SMA : Revenons à votre premier album, Can be late. Comment s’est passé sa composition ? C’est toi qui écris tous les textes ?

M.B. :
Oui j’écris les textes et puis je fais la musique avec Yann, le guitariste.

SMA : Quels sont les thèmes qui t’inspirent ?

M.B. :
Tout. Je regarde plein de film, je lis beaucoup. Dès que quelque chose me touche je me dit que ça pourrait toucher les gens. L’idée c’était la prise de position. On ne voulait pas arriver avec un discours qui balance « ça c’est bien, ça c’est pas bien… ». On voulait ouvrir les yeux des gens sur des trucs qui nous touchent et faire qu’on en parle, qu’on prenne position. Parfois les sujets son légers, parfois c’est un peu plus sérieux. Bref, la vie quoi en général.

SMA : Vous préparez un deuxième album. Tu peux nous dire à quoi on peut s’attendre ?

M.B. :
Là on a commencé à bosser dessus. Dans Can Be Late on était très anglais, très électro. Là on va vers un truc beaucoup plus rock, plus brut.

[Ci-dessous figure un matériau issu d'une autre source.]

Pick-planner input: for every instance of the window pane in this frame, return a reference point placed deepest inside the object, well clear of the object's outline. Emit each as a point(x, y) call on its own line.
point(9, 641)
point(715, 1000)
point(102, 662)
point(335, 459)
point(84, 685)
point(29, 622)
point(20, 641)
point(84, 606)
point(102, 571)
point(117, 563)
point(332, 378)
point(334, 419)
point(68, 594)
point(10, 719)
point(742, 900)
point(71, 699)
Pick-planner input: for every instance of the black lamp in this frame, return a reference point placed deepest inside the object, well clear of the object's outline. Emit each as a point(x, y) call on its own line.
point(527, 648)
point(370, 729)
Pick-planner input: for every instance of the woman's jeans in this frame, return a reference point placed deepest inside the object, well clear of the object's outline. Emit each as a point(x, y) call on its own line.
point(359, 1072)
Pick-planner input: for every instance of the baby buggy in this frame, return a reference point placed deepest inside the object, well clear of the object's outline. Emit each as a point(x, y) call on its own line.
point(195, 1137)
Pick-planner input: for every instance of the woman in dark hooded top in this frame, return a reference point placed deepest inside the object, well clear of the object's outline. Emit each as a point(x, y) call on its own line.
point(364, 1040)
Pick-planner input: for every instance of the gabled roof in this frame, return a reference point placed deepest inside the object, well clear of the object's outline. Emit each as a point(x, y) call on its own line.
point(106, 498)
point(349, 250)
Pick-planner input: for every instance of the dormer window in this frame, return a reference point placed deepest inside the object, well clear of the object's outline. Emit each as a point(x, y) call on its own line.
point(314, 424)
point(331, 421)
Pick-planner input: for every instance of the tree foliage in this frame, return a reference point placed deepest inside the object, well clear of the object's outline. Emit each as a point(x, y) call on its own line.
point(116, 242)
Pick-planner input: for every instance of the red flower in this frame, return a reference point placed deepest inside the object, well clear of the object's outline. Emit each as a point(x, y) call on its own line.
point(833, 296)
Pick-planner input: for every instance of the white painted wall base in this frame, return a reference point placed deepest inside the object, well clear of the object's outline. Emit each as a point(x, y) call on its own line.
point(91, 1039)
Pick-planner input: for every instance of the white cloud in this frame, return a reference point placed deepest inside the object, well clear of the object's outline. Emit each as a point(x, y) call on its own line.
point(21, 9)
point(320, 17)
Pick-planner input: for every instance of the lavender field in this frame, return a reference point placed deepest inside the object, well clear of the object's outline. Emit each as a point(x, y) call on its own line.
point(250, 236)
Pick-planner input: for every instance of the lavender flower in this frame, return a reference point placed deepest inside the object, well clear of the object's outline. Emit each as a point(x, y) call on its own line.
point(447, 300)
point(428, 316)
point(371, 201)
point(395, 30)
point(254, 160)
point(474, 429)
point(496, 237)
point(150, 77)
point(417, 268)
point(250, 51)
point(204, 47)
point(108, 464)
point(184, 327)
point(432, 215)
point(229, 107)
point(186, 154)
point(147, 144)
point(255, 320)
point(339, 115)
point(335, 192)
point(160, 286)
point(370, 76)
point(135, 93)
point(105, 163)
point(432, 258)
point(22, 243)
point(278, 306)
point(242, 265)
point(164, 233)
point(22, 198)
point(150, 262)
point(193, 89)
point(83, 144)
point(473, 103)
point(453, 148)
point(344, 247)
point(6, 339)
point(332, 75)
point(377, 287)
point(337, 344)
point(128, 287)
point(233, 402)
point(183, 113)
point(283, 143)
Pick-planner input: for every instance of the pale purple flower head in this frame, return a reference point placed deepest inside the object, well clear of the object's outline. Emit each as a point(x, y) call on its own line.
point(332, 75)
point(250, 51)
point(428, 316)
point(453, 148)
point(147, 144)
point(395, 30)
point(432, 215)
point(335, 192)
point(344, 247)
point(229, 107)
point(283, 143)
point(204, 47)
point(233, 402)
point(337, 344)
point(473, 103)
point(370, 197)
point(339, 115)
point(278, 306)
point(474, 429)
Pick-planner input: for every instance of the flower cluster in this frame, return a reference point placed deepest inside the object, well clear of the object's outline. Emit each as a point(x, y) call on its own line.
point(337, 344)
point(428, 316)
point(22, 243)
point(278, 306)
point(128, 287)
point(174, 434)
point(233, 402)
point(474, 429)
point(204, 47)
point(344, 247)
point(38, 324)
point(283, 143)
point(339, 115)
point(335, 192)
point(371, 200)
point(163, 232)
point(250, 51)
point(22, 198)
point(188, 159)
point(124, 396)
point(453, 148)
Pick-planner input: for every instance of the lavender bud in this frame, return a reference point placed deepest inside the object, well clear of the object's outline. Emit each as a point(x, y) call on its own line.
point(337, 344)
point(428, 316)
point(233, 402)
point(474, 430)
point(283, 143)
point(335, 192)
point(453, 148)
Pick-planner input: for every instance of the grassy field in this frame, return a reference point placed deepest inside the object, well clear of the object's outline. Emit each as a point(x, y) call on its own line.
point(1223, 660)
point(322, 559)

SMA : Vous jouez beaucoup en Belgique. Vous avez une relation spéciale avec notre pays ?

M.B. :
Oui d’office ! Déjà on habite à 5 bornes de la frontière. Et puis comme je te disais, moi je viens du hardcore à la base et dans le temps, le hardcore c’était à Bruxelles que ça se passait. L’ouverture d’esprit était plus grande. A l’époque il y avait Goodlife, I Scream, tous ces petits labels de hardcore pour nous c’était de l’or et ils faisaient jouer leurs groupes en Belgique. Pour nous c’était une sorte d’eldorado de la musique. Pour moi la Belgique ça a toujours été l’autre eldorado de la musique. On a beaucoup été, on y a beaucoup joué et pour nous c’était donc un territoire important, même si notre maison de disque s’en branlait un peu.